This memoir ticked quite a few boxes for me in terms of my reading goals.  Memorial Drive was a nominee for the Goodreads Choice Award for memoir & Autobiography which is why I chose to read it. I became quite obsessed with reading memoirs last year, so this was a continuation of that.  

For 2021, I am keen to increase my empathy for those whose life experience is very different from mine.  I also wanted to read a Pulitzer Prize winner.  Whilst this book didn't win a Pulitzer Prize, Natasha Trethewey did win the Pulitzer Prize for Poetry in 2007.  

It's a slim volume at 212 pages but it is by no means an easy read or a book you want to read too quickly.  It needs to be digested slowly.

This is an exploration of delayed grief. A picking away at a wound, buried for many years. The author observes:

 "The whole time I have been working to tell this story, I have done so incrementally, parsing it so that I could bear it: neat, compartmentalized segments that have allowed me to carry on these three decades without falling apart."


The book is broken into two parts.

The first part is about the author's childhood.  The second part is the author's attempt at experiential research; an attempt to reconstruct her mother's life in the final days before her second, estranged husband kills her.

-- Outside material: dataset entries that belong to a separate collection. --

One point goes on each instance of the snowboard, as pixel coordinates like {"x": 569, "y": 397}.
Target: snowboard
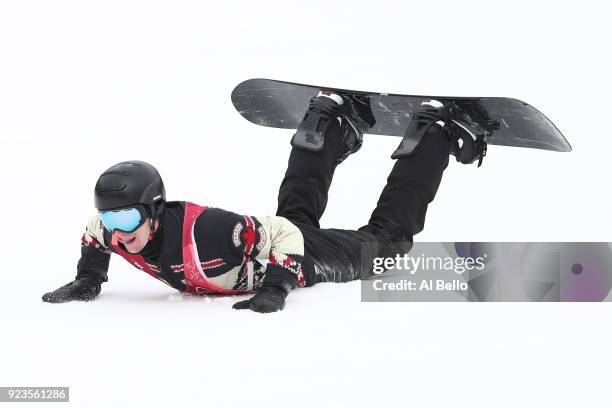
{"x": 505, "y": 121}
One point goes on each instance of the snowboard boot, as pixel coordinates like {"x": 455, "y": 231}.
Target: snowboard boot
{"x": 467, "y": 136}
{"x": 351, "y": 111}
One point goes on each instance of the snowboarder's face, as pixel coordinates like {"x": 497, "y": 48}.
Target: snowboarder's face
{"x": 136, "y": 240}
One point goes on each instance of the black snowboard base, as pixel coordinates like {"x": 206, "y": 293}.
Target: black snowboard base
{"x": 507, "y": 121}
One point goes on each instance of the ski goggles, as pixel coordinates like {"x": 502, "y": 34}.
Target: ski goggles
{"x": 125, "y": 219}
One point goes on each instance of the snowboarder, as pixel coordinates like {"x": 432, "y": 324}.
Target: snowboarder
{"x": 201, "y": 250}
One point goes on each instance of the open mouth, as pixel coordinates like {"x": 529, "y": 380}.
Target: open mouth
{"x": 129, "y": 241}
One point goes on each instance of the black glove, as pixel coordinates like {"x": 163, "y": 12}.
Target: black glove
{"x": 85, "y": 288}
{"x": 268, "y": 299}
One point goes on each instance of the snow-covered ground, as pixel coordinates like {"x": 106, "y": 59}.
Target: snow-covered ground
{"x": 86, "y": 84}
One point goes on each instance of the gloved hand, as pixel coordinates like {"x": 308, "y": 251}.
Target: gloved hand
{"x": 268, "y": 299}
{"x": 85, "y": 288}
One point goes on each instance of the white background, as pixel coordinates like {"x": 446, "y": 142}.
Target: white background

Trethewey breaks up the writing from time to time with bracketed reflections.  Wikipedia tells us that square brackets or crotchets are used to insert explanatory material.  There are five of these bracketed reflections.  They are reflections on the creative process and the subconsious experience of grief.  The first reflection is an account of the author's dream three weeks after her mother dies.  The second reflection is about the dreams that began once the author announced the intention to write about the experience of her mother's death.  The final three reflections are about the writing process.

Time and Place

Trethewey was born in 1966 in Gulfport Mississippi.  On her birth certificate her mother is described as coloured and her father Canadian.  In fact her parents had to marry in Cincinatti, Ohio as it was illegal for them to marry in the south.  Her mother gave birth in the coloured ward of the hospital.  In 1966.  I am dumbstruck that segregation was still operating this late in the day.  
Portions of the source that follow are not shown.